After all, what made this stock so valuable in April is still largely intact. Sure, we have the license suspension and lost revenue, but even with that, this is still a company with strong production capacity and supply agreements.

Which brings us to a crossroads: on the one hand, you have a company that is most certainly undervalued, but you also have a company that has questionable leadership and has burned investors in the past.

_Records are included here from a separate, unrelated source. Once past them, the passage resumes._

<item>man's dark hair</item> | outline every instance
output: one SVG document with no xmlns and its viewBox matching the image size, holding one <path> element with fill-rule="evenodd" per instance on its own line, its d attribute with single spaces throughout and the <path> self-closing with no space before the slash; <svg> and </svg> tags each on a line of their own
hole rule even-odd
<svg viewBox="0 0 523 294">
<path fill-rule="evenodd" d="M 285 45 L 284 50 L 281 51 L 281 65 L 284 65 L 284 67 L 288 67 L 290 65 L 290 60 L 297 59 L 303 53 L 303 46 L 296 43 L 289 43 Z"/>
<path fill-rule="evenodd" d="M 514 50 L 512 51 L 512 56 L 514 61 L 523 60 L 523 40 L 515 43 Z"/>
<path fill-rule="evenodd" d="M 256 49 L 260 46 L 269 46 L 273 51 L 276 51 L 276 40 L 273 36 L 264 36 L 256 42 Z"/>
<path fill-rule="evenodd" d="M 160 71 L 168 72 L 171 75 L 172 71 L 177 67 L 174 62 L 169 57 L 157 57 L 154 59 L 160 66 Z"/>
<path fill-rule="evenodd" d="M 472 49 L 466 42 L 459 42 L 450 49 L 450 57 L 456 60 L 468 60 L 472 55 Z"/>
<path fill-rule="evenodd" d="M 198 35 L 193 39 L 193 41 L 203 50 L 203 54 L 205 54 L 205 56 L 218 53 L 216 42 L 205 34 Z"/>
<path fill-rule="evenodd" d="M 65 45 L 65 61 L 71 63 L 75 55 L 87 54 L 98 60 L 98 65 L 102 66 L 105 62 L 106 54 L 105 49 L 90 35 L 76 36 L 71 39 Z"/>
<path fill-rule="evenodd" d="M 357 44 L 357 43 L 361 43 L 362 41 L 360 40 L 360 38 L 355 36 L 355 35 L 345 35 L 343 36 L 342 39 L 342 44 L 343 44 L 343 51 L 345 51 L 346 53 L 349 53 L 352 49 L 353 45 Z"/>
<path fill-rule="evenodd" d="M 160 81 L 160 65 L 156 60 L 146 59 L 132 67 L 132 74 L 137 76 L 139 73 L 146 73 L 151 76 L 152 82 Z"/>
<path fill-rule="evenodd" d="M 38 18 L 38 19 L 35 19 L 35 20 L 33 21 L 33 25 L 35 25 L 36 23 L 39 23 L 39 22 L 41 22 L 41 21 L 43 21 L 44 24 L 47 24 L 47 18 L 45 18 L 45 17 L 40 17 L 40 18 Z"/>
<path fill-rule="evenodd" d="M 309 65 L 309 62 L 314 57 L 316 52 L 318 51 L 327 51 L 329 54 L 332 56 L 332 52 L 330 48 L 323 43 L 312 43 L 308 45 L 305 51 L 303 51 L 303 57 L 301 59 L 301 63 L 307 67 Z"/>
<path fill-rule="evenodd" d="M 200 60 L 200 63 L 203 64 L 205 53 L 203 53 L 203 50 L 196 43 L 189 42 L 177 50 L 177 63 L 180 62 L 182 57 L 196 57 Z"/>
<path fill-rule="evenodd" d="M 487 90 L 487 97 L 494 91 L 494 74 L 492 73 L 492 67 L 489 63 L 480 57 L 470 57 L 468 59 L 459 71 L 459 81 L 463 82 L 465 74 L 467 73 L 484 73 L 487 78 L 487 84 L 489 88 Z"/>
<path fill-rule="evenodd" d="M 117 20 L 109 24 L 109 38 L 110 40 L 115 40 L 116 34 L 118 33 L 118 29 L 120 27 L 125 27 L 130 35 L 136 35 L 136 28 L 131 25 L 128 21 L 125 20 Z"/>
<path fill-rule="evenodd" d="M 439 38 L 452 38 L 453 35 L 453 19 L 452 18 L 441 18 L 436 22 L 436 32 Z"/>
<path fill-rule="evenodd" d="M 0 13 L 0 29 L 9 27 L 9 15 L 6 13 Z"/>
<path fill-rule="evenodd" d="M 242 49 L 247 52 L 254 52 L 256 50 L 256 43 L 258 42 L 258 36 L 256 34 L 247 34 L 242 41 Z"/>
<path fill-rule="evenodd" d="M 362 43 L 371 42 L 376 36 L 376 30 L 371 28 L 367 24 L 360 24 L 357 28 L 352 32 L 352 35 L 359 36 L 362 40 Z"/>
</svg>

It’s hard to forget these types of flubs. Other pot companies that have made lesser fouls have taken a long time to recover. Aphria Inc (NYSE:APHA), for example, had a year-long recovery following accusations that it was buying South American assets in bad faith.

The conclusion: CannTrust stock is a very strong short-term opportunity right now. Buying on the downswing and selling on the rise could be a great way to make fast cash. I doubt this past week will be the only big rush in CTST stock.

Conversely, I doubt those gains will be sustainable—at least not right now. With the marijuana stock correction and CannTrust’s recent misstep still fresh in investors’ minds, I don’t see the stock being able to provide long-term gains for a while yet.

That means both short-sellers and day traders have a very compelling reason to track and trade CannTrust stock, but long-term investors might want to steer clear. Or at least, if someone’s looking to invest long-term, they should be willing to wait potentially over a year to see significant returns.

The one caveat to all this is that the market may deem that, while CannTrust Holdings did make a major mistake, it was punished too harshly and is now a well-priced marijuana stock. That’s a real possibility, meaning that big growth is in the offing for CTST stock.

Which is all a long way of saying that CannTrust stock is unpredictable.

Analyst Take

The marijuana stock market has been short on gains over the past few months, which makes CannTrust stock’s recent performance all the more impressive.

Still, the company is not in the best of places following its license suspension, and I believe that it will have to keep paying for its mistake for a while yet.

Nevertheless, right now CTST stock is extremely volatile and it could produce massive gains for steel-nerved investors.